Science has always been a culture of freely sharing results. And the journals were important in disseminating those results. But now the journals are seen as more of a problem, particularly when you run into a pay wall when trying to access a report. The internet has changed everything with respect to publishing, and many of the journals have failed to adapt.
For the science journalists, it's a related problem. The traditional newspapers are failing, because the internet has changed everything with respect to publishing.

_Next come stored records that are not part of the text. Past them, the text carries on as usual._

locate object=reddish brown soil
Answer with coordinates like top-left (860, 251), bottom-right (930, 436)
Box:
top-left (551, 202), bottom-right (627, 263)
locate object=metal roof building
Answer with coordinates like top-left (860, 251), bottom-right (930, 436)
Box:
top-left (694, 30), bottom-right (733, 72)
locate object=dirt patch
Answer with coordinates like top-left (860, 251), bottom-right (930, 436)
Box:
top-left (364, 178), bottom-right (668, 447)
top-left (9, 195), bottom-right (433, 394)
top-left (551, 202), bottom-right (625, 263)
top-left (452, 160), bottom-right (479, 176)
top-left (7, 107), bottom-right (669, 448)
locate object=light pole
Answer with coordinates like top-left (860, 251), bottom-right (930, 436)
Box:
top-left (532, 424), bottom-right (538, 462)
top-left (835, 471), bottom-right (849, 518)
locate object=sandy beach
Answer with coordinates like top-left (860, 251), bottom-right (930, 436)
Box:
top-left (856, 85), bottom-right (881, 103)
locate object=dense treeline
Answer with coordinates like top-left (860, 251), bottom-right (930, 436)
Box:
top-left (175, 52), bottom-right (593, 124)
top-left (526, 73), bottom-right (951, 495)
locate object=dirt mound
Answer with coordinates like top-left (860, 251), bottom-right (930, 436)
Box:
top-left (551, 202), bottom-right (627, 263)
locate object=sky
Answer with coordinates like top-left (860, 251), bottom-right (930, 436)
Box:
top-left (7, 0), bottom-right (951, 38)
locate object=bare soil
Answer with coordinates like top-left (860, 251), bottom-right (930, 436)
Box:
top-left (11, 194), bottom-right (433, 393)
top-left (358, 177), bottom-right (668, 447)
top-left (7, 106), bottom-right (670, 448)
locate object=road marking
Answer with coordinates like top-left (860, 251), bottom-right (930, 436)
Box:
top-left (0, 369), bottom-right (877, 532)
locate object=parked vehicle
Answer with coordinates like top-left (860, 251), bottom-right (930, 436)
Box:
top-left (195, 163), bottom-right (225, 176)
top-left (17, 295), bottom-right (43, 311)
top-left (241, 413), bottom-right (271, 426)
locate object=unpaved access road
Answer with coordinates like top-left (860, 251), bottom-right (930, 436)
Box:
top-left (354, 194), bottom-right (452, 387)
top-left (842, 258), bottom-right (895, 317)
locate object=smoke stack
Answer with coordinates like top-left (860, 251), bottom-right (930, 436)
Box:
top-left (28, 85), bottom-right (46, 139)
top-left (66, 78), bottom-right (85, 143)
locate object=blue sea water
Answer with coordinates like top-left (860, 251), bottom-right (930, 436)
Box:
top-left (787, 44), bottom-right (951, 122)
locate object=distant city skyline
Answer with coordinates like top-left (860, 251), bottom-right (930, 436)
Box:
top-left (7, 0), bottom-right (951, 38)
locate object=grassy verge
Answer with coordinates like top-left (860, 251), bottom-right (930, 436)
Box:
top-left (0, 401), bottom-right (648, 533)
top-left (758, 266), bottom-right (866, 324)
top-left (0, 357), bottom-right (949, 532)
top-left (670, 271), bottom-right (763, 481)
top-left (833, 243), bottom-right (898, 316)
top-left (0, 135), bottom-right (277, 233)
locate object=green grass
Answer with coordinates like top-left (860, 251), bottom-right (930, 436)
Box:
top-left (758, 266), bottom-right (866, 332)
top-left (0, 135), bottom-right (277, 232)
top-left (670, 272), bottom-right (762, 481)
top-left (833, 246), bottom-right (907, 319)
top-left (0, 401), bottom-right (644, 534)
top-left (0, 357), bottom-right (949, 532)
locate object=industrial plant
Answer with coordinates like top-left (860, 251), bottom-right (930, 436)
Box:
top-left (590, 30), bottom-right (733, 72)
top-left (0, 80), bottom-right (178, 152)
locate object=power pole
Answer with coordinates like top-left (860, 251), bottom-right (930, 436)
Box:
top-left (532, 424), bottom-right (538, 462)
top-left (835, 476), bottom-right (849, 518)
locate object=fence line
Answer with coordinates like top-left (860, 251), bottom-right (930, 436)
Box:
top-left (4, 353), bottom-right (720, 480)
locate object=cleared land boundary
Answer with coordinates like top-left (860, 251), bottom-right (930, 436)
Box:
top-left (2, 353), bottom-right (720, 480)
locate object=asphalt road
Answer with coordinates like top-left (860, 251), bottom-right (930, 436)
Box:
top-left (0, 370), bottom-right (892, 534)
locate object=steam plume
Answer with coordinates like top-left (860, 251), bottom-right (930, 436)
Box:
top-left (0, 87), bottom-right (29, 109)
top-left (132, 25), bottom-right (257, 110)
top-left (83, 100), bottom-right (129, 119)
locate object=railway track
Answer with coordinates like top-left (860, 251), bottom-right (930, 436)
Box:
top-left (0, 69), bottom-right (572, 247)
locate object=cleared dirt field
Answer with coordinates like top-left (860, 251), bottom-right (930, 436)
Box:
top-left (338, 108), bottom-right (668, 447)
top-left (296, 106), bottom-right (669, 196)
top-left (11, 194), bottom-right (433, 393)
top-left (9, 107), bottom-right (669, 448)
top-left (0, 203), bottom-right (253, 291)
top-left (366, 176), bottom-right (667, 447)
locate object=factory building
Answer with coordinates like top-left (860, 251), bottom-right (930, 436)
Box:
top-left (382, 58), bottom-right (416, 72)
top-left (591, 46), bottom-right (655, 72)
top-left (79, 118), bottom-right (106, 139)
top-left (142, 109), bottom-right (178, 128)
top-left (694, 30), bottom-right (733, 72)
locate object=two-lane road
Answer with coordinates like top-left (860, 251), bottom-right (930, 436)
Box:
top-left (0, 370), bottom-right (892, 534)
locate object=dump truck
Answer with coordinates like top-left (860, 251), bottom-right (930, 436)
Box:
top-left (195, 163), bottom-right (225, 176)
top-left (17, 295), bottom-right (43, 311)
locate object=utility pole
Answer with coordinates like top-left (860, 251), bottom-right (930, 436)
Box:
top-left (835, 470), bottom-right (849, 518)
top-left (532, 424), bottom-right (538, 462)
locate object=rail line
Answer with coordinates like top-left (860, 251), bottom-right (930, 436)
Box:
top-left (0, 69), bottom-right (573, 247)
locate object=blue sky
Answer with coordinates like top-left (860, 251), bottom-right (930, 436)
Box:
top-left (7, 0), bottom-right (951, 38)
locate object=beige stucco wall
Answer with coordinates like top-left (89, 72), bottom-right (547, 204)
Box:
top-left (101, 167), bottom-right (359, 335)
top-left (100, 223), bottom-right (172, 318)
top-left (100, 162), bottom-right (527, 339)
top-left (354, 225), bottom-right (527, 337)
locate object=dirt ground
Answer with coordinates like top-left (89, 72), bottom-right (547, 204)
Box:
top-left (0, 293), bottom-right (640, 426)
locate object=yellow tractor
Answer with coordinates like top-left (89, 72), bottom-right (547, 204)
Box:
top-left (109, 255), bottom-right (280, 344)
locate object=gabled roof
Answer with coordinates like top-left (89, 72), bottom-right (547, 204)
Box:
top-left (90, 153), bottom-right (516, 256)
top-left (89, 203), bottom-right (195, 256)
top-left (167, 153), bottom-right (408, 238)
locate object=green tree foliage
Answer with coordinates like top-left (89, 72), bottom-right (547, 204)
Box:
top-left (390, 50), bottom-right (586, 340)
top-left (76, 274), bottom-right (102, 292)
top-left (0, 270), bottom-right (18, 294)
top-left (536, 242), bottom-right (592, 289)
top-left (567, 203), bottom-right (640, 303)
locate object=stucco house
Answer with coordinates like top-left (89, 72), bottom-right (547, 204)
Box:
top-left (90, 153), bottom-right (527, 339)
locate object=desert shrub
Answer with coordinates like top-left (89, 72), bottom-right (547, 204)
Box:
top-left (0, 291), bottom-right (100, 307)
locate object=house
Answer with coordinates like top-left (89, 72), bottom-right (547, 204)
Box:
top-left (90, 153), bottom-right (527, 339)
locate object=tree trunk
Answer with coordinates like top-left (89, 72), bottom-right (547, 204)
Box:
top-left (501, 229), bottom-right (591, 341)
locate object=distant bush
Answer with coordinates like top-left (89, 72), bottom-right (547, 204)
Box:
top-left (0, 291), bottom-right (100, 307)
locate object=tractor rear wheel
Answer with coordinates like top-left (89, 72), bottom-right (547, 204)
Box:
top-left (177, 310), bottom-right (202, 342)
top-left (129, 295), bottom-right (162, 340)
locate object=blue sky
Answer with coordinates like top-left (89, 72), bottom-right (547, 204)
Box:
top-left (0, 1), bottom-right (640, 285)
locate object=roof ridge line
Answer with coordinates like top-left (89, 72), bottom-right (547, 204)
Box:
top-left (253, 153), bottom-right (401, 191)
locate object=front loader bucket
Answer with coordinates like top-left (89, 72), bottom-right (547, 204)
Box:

The arsenic-eaters is only the most recent example of how science blogs have helped me. I know some biology but not enough for red flags to have popped up just on reading the news articles about it. And I've had much the same experience with economics news and blogs.
I would not say Nature News bought into the hype, it did make the point that it has not been shown that Arsenic is directly incorporated into the DNA of the bacteria. Of course, it did not offer as detailed a critique as, say, Rosie Redfield's, but it was skeptical; after all, it is a News article
Vineeth says,
I would not say Nature News bought into the hype, ...
I disagree. The whole sorry affair shows us that if you call a major news conference to promote your work you will get coverage in the popular press and even in respectable science journals, irrespective of whether the science is good or bad.
In order to retain some of it's rapidly declining respectability, Nature should have done one of two things: (a) ignore the paper, (b) do some serious investigative reporting to uncover the truth.
An interesting touch is that the original authors, having gone the press conference route to hype the paper's publication, now say
"We cannot indiscriminately wade into a media forum for debate at this time," declared senior author Ronald Oremland of the U.S. Geological Survey.
Larry,
Blogs serve many very important functions.
One is that serious researchers and other academics such as yourself can use the blog mode of communication to keep critical non-trivial concepts relevant to their professional concerns in the public eye. You, for instance, always keep a place at the evolutionary theory table for random genetic drift while a great many other evolutionary theorists seem to ignore it completely. Personally, I'd like to see a treatment of the subject that parallels Richard Dawkins' "The Selfish Gene." I think it is both highly important and highly misunderstood.
A second important role played by blogs is that of being naive and unafraid to ask the "stupid" question. Professionals are often remiss at asking the outlier questions in professional fora that might leave them perceived as having misunderstood something. The blog allows a more casual means for the professional to explore areas they would not put in papers for peer reviewed publication including the "stupid" question, while they also allow an amateur to float a relevant question and give it sufficient hang time that it can be picked up by someone knowledgeable in a position to address it.
That's a big change. The journals should be worried and so should science writers.
Yes, for sure. I am very much looking forward to the future where traditional journals and pre-publication peer review are obsolete. Already there is a decent amount of original research self-published by all kinds of people on Internet - and some of it is of much higher quality than the average peer reviewed stuff.
OT but highly amusing:
http://care.diabetesjournals.org/content/17/2/152.abstract
Nature should have done one of two things: (a) ignore the paper, (b) do some serious investigative reporting to uncover the truth.
LOL. Next you will demand that Nature editors actually read and understand the papers they publish. What are you, a revolutionary of some sort?
Over the years I've come to appreciate that science blogs do at least one thing that's new—they provide instant commentary on science news and that helps to serve as authoritative fact-checking.
True, but there are downsides to the rise of science blogs. Take, for example, the Climate Audit blog. This provides commentary on climate research from a denialist perspective and has played a significant role in attacking and undermining climate science research. It's probably the most influential science blog out there.